Voices of Experience
Cindy: "The windsock-like female condom has two rings—an outer ring and a floating ring that act like a diaphragm with a skirt once in place. The one time I tried it, insertion was like the diaphragm cram fest but when I stood up with the rig in place, it hung halfway to my knees, swinging like the Liberty Bell. I recovered from the shock of discovering that I had an exceptionally short vagina, and regained focus enough to begin my steamy walk to the bed. 'Fwap fwap fwap' it went as it swung against my inner thighs. My husband and I both realized that this would not be one of the sessions where the stars aligned, the skies opened up, and we were transported to some other dimension. This would be a science experiment. Usually lubrication is provided by the woman, but with the female condom hanging to my knees, artificial lubrication was required. Fortunately, they send a tube of the stuff along with the condom. We put in a squirt and gave it a go. The lube ran out quickly. Another squirt and gave it a go until it got squeaky. My husband decided he should just hold the lube tube for the sake of continuity. Squirt, squirt, squirt—another go. I started to laugh, 'I feel like the Tin Man with you and your oil can.' He was not amused, 'Stay focused, stay focused!' Needless to say, I got very little out of that session, and my husband, though he managed some semblance of closure to the event, admitted he felt like 'the boy in the plastic bubble.'"

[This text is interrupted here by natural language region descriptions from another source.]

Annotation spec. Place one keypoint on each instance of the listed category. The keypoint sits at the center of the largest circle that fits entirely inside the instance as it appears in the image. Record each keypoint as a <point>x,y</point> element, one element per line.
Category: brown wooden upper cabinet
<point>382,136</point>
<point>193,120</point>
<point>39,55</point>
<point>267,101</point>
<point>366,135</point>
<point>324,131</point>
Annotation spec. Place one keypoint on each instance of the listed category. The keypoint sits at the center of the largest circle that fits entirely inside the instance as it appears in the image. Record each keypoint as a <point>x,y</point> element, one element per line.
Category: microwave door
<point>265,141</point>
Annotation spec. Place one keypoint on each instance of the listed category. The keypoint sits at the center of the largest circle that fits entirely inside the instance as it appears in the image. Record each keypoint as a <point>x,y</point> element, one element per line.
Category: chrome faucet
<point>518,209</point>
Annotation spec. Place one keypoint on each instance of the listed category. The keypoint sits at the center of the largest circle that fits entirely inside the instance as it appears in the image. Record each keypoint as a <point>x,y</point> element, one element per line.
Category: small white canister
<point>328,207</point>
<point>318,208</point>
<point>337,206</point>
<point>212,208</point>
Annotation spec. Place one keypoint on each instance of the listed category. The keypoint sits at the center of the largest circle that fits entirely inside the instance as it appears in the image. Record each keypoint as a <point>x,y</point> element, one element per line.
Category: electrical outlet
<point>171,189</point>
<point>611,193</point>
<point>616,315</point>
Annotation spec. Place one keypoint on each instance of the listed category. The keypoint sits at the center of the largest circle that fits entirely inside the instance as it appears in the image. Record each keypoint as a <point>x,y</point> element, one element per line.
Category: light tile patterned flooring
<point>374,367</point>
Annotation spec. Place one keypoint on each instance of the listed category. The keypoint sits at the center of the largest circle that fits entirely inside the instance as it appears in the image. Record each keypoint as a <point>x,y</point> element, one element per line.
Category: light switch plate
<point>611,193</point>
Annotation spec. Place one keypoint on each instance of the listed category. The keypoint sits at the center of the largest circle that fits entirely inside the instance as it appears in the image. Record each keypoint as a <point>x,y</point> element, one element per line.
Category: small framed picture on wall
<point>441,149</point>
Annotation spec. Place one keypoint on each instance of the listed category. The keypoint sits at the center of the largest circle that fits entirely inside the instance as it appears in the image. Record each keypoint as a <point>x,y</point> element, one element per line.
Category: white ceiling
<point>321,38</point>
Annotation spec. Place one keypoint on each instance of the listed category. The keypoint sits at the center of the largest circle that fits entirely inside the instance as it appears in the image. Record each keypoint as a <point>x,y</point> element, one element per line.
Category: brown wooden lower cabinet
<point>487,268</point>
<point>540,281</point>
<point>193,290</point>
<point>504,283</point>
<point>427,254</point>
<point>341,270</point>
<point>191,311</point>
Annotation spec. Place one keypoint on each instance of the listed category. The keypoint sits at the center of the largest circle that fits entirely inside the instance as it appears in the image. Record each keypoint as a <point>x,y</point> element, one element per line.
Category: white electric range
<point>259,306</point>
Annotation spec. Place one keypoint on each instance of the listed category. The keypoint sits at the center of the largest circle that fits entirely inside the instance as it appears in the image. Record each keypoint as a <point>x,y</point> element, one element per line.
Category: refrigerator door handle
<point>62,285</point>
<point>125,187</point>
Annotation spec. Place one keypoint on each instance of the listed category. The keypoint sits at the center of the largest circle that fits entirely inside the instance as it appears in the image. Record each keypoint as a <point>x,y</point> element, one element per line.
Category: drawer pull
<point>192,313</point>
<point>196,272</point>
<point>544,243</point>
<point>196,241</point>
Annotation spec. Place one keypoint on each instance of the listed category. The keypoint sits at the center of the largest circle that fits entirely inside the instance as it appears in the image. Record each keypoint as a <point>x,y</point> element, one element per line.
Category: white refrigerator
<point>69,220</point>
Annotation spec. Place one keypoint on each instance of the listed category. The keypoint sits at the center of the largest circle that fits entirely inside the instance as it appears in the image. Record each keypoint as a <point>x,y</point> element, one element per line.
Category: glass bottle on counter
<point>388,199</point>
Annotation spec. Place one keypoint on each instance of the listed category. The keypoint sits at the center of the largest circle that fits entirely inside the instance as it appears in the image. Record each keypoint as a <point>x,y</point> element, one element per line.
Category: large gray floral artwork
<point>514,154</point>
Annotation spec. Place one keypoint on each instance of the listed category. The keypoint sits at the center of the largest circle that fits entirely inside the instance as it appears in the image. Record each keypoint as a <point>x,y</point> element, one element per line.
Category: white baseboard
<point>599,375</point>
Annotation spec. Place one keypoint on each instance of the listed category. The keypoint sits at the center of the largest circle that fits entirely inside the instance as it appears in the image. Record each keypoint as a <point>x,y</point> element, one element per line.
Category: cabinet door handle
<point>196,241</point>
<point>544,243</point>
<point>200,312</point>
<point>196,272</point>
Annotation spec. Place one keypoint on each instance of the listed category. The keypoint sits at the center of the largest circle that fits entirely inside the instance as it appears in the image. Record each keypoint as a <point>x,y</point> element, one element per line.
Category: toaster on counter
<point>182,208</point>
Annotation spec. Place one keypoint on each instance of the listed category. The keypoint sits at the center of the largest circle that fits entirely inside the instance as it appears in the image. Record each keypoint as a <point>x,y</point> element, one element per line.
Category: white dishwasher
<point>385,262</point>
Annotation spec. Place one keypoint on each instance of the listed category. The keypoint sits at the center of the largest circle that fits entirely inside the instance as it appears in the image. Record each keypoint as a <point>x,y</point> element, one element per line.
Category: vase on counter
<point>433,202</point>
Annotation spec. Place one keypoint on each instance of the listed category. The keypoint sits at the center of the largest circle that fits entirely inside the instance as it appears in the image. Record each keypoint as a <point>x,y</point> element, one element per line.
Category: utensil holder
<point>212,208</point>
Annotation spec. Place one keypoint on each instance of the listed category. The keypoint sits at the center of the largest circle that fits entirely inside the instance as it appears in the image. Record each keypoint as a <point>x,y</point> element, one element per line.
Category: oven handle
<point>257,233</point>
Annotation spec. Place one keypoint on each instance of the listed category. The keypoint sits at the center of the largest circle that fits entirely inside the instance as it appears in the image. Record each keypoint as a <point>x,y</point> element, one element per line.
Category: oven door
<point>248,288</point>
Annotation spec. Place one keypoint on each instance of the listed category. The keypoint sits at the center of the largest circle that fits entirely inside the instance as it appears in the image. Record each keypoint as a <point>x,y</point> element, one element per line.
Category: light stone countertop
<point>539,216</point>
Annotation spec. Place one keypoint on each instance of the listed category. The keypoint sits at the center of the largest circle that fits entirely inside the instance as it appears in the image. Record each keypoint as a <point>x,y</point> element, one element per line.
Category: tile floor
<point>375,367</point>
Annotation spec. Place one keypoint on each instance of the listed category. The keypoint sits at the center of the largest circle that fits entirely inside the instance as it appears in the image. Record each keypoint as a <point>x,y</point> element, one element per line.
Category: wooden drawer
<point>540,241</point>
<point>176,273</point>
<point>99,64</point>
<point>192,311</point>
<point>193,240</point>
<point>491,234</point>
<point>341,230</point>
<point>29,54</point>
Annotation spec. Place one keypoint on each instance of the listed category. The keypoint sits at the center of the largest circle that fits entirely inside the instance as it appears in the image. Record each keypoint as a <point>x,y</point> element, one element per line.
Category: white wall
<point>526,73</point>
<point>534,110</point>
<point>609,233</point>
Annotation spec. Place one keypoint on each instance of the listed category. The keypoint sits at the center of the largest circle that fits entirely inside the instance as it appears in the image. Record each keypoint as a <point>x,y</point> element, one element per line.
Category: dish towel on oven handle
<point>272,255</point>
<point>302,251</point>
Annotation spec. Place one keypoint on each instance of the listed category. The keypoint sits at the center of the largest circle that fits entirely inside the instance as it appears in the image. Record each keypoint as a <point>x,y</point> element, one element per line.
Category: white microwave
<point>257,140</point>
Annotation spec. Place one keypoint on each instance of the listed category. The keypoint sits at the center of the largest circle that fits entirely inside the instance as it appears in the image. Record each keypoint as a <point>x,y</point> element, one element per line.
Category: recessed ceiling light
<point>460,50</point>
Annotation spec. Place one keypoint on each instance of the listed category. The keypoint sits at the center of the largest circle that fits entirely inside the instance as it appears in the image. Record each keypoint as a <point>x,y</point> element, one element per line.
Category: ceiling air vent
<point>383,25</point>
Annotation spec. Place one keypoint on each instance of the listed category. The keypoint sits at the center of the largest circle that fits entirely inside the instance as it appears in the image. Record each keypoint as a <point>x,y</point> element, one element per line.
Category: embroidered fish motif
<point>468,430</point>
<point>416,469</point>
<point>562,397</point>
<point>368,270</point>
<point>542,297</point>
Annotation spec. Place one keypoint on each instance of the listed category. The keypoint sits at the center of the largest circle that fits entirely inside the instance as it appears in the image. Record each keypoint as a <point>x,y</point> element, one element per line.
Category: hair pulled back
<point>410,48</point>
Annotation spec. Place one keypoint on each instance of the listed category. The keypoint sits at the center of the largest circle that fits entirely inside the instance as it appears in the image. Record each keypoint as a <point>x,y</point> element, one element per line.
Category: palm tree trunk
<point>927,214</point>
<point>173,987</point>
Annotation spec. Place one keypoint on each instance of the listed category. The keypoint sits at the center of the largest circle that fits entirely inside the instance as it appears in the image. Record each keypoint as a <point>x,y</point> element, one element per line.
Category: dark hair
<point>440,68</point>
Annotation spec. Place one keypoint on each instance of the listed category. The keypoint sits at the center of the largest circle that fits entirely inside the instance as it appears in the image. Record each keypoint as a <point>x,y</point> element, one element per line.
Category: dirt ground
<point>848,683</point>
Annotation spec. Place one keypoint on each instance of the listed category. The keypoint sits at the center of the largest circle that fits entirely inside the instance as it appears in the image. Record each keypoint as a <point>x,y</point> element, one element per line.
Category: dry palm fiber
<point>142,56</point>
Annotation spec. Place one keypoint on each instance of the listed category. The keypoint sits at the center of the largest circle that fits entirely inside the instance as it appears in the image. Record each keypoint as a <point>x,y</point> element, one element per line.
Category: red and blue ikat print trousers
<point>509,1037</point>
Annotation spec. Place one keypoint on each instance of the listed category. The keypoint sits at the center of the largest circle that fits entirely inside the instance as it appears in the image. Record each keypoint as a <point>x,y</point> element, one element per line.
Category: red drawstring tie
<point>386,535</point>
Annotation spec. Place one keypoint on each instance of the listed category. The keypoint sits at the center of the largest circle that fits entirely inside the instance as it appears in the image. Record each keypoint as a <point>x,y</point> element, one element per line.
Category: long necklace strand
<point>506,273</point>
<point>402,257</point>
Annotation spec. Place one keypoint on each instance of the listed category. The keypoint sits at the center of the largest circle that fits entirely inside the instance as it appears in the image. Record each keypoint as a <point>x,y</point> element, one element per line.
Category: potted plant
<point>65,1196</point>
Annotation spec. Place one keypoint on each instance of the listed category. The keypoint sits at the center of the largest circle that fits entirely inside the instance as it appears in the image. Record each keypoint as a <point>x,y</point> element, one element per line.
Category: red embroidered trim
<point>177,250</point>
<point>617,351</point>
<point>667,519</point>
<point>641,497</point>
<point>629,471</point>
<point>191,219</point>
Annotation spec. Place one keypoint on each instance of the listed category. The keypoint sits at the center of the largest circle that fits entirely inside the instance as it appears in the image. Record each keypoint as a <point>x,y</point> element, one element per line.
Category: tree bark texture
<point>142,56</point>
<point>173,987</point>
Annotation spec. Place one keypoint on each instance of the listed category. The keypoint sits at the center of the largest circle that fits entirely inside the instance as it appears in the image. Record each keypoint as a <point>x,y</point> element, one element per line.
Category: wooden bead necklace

Edie: "Most of my young adult life I used oral contraception, as in, 'Just say no.' Given my limited number of shots on goal combined with a reproductive system that conveniently went dormant with the stress of athletic competition, birth control never dominated my thoughts. I certainly never mastered it, and in fact one of my greatest blessings was a product of the Conception Accelerator (the diaphragm). Apparently I missed one or more of the seven steps of highly effective diaphragm use."